When I've made Zrir myself, I have not been able to achieve the fine smooth, caramel-like consistency of Synda's Zrir. I think there is a little magic in the way she prepares it. It also takes a lot of patience to grind hazelnuts and sesame seeds into such a smooth paste. And I believe therein lies part of the secret to a good creamy Zrir: the hazelnut and sesame pastes must be as smooth and buttery as possible before the honey and butter are added. Because this can take so long if you don't have a solid food processor, I am inclined to try substituting  store-bought tahini for the sesame seeds next time I make it. I'm not sure Synda will approve, but I'll keep you posted!


TUNISIAN ZRIR
Makes enough for about 10 servings

2 cups whole hazelnuts
2 cups white sesame seeds
1/3 cup butter
1/2 cup honey (more if you wish)
1/4 cup pine nuts (optional garnish)

In a heavy skillet toast the hazelnuts on low heat for about 5 to 10 minutes or until they get golden and fragrant. Cool them and then rub them between your hands to release their skins. Don't worry if some of the skins remain, just try to release and discard as much of the skins as you can. Toast the sesame seeds as well for about 3 to 5 minutes on low heat or until fragrant. Watch them carefully so they don't burn! 

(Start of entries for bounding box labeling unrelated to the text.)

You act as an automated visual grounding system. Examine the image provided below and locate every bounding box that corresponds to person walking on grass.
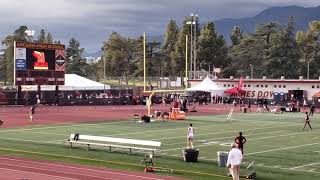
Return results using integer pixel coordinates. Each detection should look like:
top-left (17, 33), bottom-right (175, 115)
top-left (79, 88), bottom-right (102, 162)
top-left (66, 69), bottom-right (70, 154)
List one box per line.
top-left (227, 143), bottom-right (243, 180)
top-left (187, 124), bottom-right (194, 149)
top-left (309, 104), bottom-right (316, 116)
top-left (30, 98), bottom-right (41, 122)
top-left (302, 112), bottom-right (312, 130)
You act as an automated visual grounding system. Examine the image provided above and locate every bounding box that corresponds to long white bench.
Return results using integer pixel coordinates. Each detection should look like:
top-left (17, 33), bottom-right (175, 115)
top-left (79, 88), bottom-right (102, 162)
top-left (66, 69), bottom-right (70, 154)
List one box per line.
top-left (67, 134), bottom-right (161, 154)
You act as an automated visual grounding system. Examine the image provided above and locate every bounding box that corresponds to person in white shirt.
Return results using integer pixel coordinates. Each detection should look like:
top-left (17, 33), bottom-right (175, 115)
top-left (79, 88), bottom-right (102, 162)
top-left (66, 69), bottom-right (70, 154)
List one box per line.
top-left (227, 143), bottom-right (242, 180)
top-left (187, 124), bottom-right (194, 149)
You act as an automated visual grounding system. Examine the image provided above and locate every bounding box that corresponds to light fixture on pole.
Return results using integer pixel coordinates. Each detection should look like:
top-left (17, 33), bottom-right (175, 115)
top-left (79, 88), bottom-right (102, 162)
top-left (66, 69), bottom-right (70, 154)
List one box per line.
top-left (192, 14), bottom-right (198, 79)
top-left (250, 64), bottom-right (253, 79)
top-left (186, 21), bottom-right (195, 79)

In a small saucepan, melt together the honey and butter. Remove from heat as soon as they've turned to liquid. 

Place the toasted sesame seeds in a food processor and grind until they begin turning into a paste or nut butter consistency. This may take quite a while, depending on how strong your food processor is. If your processor isn't powerful enough, you may want to try using a coffee grinder, as Synda did in the video. It is painstaking but necessary to achieve the right consistency. Repeat this process with the hazelnuts. Pour the hazelnut and sesame butters into a smallish heavy-bottomed pot. Place on low heat and add half of the honey-butter mixture to the sesame-hazelnut mixture. Stir until a homogeneous cream starts to form. Add the remaining butter and honey and continue stirring until the whole thing is creamy. As soon as it starts to bubble, remove from heat and allow to cool slightly before serving in small cups. As the Zrir cools, it will harden. Garnish with pine nuts if you wish. Zrir will keep for several weeks in a glass jar. Enjoy!





At the airport, just before they boarded the plane for the first leg of their journey home (I cried a river!)